I have no idea what “Backra Massa” is about, but it’s definitely some DNA-level joy – soul sun pleasure. At our Driftwood Singers communal family barbecue this past weekend, I came armed with music to go one-for-one in an anticipated cosmic drift-atron late-night music duel with Lefty, but the fatigue set in, the bone tiredness won out. So I didn’t get to unload the amo. My powder stayed dry. But speaking of arms, the thing I love about “Reduce the Arms Race” – aside from the “you ain’t goin’ nowhere" commitment of the stoned-anemic groove – is the aim-low implication of the verb “reduce” in the refrain; from that word alone, I feel like James Wood would be able to unpack all kinds of biblical portents and historical, imperial, cultural nuggets.
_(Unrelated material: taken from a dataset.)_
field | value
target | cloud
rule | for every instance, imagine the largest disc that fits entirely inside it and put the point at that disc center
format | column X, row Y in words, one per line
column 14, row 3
I’m not unpacking no portents.
“Backra Mass”- Claudius Linton
“Reduce the Arms Race”- Claudius Linton
Tuesday, June 10, 2008
Quasi-Errand Into the Quasi-Wilderness
Armed with child-friendly insect-repellent wipes, ample fizzy water, manageable stacks of moldy vinyl, a portable turntable, an impressive array of grilled meats, and small-batch bourbon, a quorum of the northeast chapter of the Driftwood Singers family met in bucolic Pound Ridge, New York, for what has now become our semi-annual errand into the semi-wilderness, a quasi-utopian shindig involving naked toddlers caked in mud, the strumming of acoustic guitars, DNA replication, and wild-eyed speculation about ill-informed land buys in the Northeast Kingdom. Needless to say, we pondered the genius of artists like Robert Palmer, J.Geils, Freddy Fender, Fleetwood Mac, Karl Blau and Thin Lizzy.
I had promised to share a few tracks from a cache of John Anderson records that I’d purchased back in the winter in a lucky strike at a Goodwill in Middletown. Here’s one. Early in his career, Anderson had a baby face, but his voice was oak-aged, double-smoked and love-damaged. All American.
There’s always more.
“Arms of a Fool” - John Anderson
Wednesday, June 04, 2008
Our Song
I discovered this tune by accident tonight. Written by Glen Campbell collaborator Jimmy Webb ("Wichita Lineman", "By The Time I Get To Phoenix", etc.)--perfect, right? I think it's got the requisite combination of dissonance, misplaced fanfare, shaky-voiced singing, and questionable lyric choices to make it a good theme song.